Een tweede verblijf is elke private woongelegenheid die voor de eigenaar, de huurder of de gebruiker ervan niet tot hoofdverblijfplaats dient, maar op elk ogenblik door hen voor bewoning kan worden gebruikt. Tweede verblijven zijn alle vaste woongelegenheden die al of niet ingeschreven zijn in de kadastrale legger: landhuizen, bungalows, villa's, appartementen, studio's en weekendhuisjes.
De belasting is verschuldigd door diegene die het tweede verblijf kan betrekken op 1 januari van het aanslagjaar, hetzij als eigenaar, hetzij als huurder of in welke hoedanigheid ook.
De belastingsplichtige moet jaarlijks ten laatste op 30 april van het aanslagjaar een aangifte indienen bij het gemeentebestuur op een door het gemeentebestuur voorgeschreven formulier. Uiterlijk 2 maanden na ontvangst van het formulier dient de belastingsplichtige het ingevuld en ondertekend formulier aan het gemeentebestuur terug te bezorgen.
Bij gebrek aan aangifte binnen de gestelde termijn, of in geval van onjuiste, onvolledige of onnauwkeurige aangifte, wordt de belasting ambtshalve gevestigd op basis van de gegevens waarover de administratie beschikt.
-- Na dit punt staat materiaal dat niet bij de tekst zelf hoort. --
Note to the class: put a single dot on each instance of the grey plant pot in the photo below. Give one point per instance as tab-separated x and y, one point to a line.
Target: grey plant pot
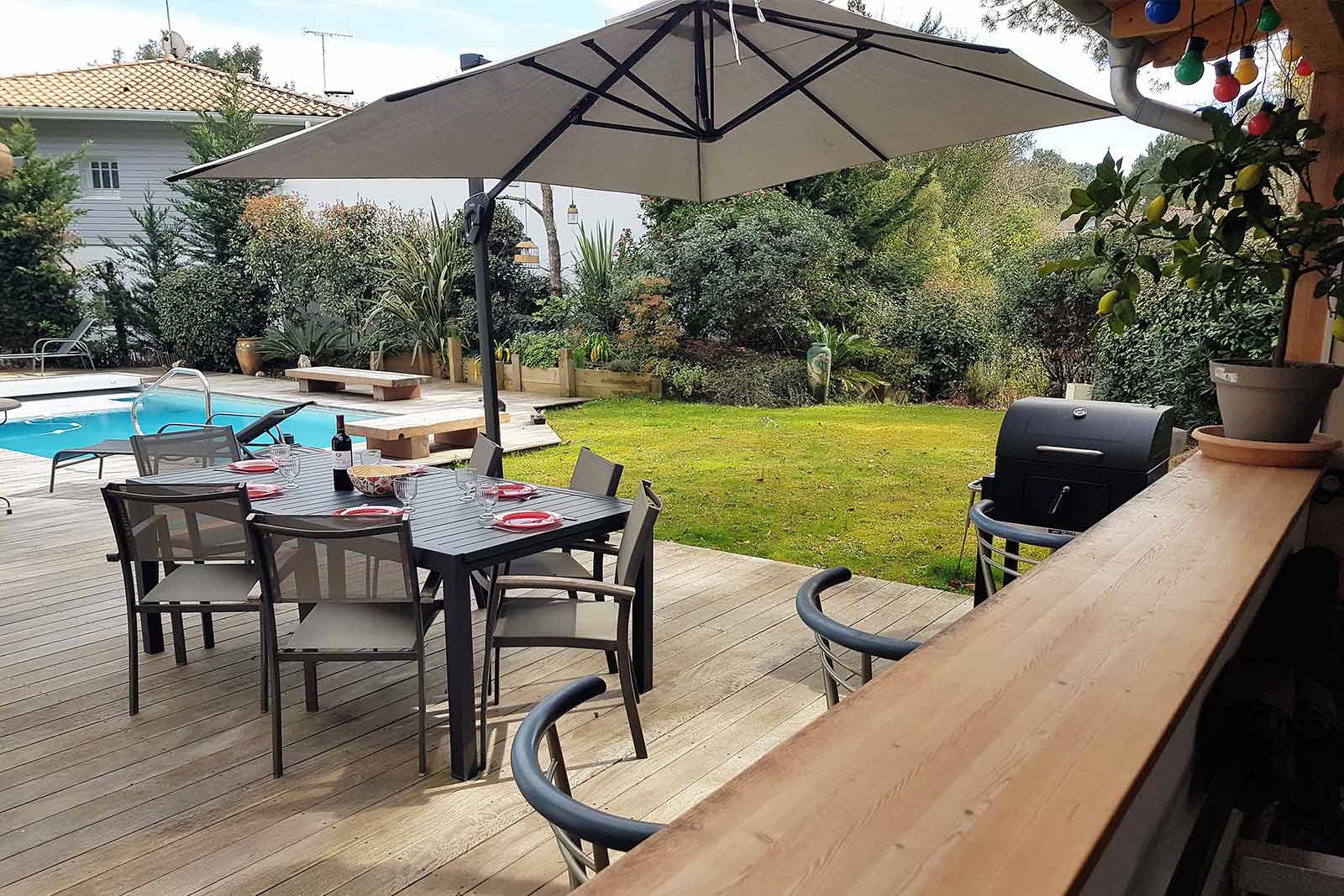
1265	403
Vooraleer over te gaan tot ambtshalve vaststelling van de belasting, betekent het college aan de belastingsplichtige, per beveiligde zending, de motieven om gebruik te maken van deze procedure, de elementen waarop de aanslag is gebaseerd, evenals de wijze van bepaling van deze elementen en het bedrag van de belasting.
De belasting wordt forfaitair vastgesteld op 600 euro per tweede verblijf. Indien overgegaan wordt tot de ambtshalve vastgestelde belasting zal een verhoging worden toegepast.
De belastingschuldige kan bezwaar indienen tegen deze belasting bij het college van burgemeester en schepenen.
De aangiftes voor dit jaar moeten gebeuren tegen 30 april 2023.